Anne Ellen Geller

Gino Always Shows Up for Funerals

Gino was raised on wakes, mass cards, and tin foil covered casseroles delivered warm. He hasn’t called her in years, but as soon as he learns her husband died he becomes a presence. He’s just an hour and a half away. He wants to see her, wants to support her. Will be there for her. But he’s tied up right now, needs to take care of a few things.

She orders death certificates and plans cremation. Sympathy cards become an altar on the fireplace mantle. Cheap glass vases emptied of flowers line up on the counter next to soup cans and wine bottles, waiting for the next Tuesday, and then the Tuesday after that for recycling. Everything is different, quiet, lonely.

Other friends visit regularly. They load the recycling bin with the cans and vases and bottles and pull it to the curb. They carry firewood into the house. They began helping even before her husband’s home hospice. Dropped off food. Shoveled the driveway. Walked the dog. Like elves they bought and decorated a Christmas tree. Gino calls again, asks the same questions, tells the same stories, tries to get her to laugh. He says he’s planning to see her. Soon.

Weeks later when he still hasn’t visited, her friends whisper knowingly: He always does this, and . . . Because I’m with the group, they trail off before completing the thought. They change the conversation, start a grocery list, ask if she’d like more wine along with half and half. We help her sort through bags of medical supplies, drop fentanyl patches at the fire department, Google how to responsibly dispose of morphine.

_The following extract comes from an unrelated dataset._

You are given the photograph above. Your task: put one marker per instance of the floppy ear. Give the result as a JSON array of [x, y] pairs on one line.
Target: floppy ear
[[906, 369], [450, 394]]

In another life, I heard Gino make these calls. After biopsy or emergency heart bypass. When a parent passed. I know, he’d say, can you believe it’s been all these years. I’ll make sure seeing you happens soon. He’d say good-bye and cross the obligation off his scrap paper to-do list.

I knew his soons too well. I’ll get an apartment soon. I’ll hire a lawyer soon. Be patient, and I’ll be ready soon. I hear he lives with a girlfriend who craves marriage. I imagine her in their shared apartment listening and waiting for him to finish a call. Thirty-two years married, ten of them with me and now ten with her. Does she also wonder: when is soon?

As the weather warms she finds notes her husband tucked into books and folders. Her friends divide their perennials to build her a garden. She holds the plan her husband left and points out exactly what he wanted to see the yard to become. True, the friends say, this is not the garden he hoped to build, but it’s still a start.

One evening she and I sit on the orange cushioned patio furniture she bought just after his diagnosis. She thought he would live to spring. She’s worried he hasn’t yet appeared in her dreams. We joke about seances, mediums, and Ouija boards. She tells me she tries to summon him. She describes talking to him just as she did when he was alive and sitting beside her, half-listening, half in the world of his own imagination, with her but already mentally immersed in the next day’s writing. When she steps inside for another bottle of wine and fleece throws for our cold feet, I wonder what would happen if we used a Ouija set, if we took it into their bedroom where he died. On my phone I search online to see how quickly I could have one delivered. As soon as the picture appears on the screen, I feel the heart shaped planchette moving under my fingertips. But I had forgotten the bottom of the board itself reads “Good Bye.” No one mourning the future needs good-bye again and again. I close the search just as she returns.

She’s stopped picking up, stopped responding, she says as we drink. Now, he’s just a voicemail, a bolded subject line and unopened email. Something always comes up. She plans a memorial party at their house. Invites all their friends. On the evite’s public page, Gino chooses no, he can’t be there. She shows me what he has written: I have a family thing. Let’s get together soon. When the dust clears.

Anne Ellen Geller is a writer and researcher who lives in New York City and Florence, Massachusetts. She is Professor at St. John’s University where she’s been on faculty since 2007.

Geller has published on writers and writing in a wide range of journals and collections. She is co-author of three books: Teaching Meaningful Writing (under contract, University of Oklahoma Press), The Meaningful Writing Project (Utah State University Press, 2016) and The Everyday Writing Center: A Community of Practice (Utah State University Press, 2007). She is co-editor of Working with Faculty Writers (Utah State University Press, 2013). She is currently researching and writing Funding a Future: Writing Programs, Literacy Politics, and the National Endowment for the Humanities. She is a two-time recipient of the International Writing Centers Association Outstanding Scholarship Award.

She is a mentor with Visible Ink at Memorial Sloan Kettering Hospital, and, in season, a micro flower farmer.